Re: Hive on EMR on S3 : Beginner

Thanks to all your help I have moved ahead with my project.
So I create table as
CREATE TABLE test (...)
PARTITIONED BY (adid STRING, dt STRING)
ROW FORMAT DELIMITED FIELDS TERMINATED BY '\t'
LOCATION 's3://logs/'

Do a  *ALTER TABLE results RECOVER PARTITIONS;*

and then start querying.

Now the issue is it fetches data from s3 to hdfs for every single query. So
if i remove the s3 buckets the result change

How can i remove this dependency? Store the data over HDFS and then query
it repeatatively.

Am I even trying a valid use-case? or am I doing something fundamentally
wrong?

RE: Hive on EMR on S3 : Beginner

Posted by ri...@nokia.com.
Hi Ravi,

The idea of using EMR is that you don't have to have a Hadoop cluster running all the time.
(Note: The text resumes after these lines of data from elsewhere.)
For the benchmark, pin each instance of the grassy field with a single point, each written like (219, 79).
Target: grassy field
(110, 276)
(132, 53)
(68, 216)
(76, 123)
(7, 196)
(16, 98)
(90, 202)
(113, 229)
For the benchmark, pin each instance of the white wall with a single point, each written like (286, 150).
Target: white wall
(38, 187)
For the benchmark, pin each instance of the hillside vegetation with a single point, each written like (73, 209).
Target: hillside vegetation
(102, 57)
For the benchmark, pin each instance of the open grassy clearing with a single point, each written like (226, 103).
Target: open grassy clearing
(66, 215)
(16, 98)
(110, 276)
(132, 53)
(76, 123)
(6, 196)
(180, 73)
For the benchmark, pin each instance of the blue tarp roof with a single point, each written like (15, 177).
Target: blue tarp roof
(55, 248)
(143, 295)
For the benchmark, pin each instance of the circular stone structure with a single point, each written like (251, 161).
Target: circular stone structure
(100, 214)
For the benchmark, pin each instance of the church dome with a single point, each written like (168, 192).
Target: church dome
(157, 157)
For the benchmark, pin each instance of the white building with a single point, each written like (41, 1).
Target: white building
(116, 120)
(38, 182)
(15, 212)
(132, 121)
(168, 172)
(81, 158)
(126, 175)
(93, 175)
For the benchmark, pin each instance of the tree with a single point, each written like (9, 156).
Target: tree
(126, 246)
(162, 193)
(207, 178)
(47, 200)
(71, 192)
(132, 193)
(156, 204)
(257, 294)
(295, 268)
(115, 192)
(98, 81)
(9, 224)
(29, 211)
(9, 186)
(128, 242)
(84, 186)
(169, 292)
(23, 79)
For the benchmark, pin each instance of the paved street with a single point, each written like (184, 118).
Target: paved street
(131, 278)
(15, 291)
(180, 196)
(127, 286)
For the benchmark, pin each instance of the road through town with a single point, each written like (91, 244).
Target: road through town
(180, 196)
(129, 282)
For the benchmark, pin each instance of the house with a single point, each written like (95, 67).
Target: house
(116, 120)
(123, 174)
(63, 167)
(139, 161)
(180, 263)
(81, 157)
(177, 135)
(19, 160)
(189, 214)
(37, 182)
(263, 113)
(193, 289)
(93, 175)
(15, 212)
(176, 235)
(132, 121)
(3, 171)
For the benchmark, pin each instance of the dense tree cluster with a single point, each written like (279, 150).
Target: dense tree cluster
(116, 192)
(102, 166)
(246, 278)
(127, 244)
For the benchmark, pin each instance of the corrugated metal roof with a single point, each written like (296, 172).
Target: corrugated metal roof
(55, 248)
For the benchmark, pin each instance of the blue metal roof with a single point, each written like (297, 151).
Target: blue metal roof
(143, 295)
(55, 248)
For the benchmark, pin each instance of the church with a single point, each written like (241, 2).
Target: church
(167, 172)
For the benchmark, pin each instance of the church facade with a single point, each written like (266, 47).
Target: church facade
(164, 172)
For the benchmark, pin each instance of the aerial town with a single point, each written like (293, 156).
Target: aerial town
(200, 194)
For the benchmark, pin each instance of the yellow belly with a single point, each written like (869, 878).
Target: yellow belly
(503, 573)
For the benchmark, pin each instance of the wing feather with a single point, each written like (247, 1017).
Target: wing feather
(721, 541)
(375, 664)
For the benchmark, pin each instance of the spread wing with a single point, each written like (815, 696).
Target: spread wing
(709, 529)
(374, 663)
So put all your data in S3, spin up an EMR cluster, do computation and store your data back in S3.
In an ideal case data in S3 should not be moved around and Hive will always read from S3 if you have defined S3 Location and table is external.

If you have some tables which you frequently access make them managed tables, hive stores the data for managed table in HDFS.
So you might create a managed table (without External keyword) result_managed, fields similar to result table and do something like

INSERT OVERWRITE result_managed SELECT * FROM result;

Basically you are copying the data from external table to a managed table, nothing else.
Another thing to note when you are using Hive in S3 is SET hive.optimize.s3.query=true; - amazon has done some optimizations of their own for hive to work with S3.

Hope this helps.

Thanks,
Richin

From: ext Ravi Shetye [mailto:ravi.shetye@vizury.com]
Sent: Monday, August 27, 2012 8:58 AM
To: user@hive.apache.org
Subject: Re: Hive on EMR on S3 : Beginner

Thanks to all your help I have moved ahead with my project.
So I create table as
CREATE TABLE test (...)
PARTITIONED BY (adid STRING, dt STRING)
ROW FORMAT DELIMITED FIELDS TERMINATED BY '\t'
LOCATION 's3://logs/'
Do a  ALTER TABLE results RECOVER PARTITIONS;

and then start querying.

Now the issue is it fetches data from s3 to hdfs for every single query. So if i remove the s3 buckets the result change

How can i remove this dependency? Store the data over HDFS and then query it repeatatively.

Am I even trying a valid use-case? or am I doing something fundamentally wrong?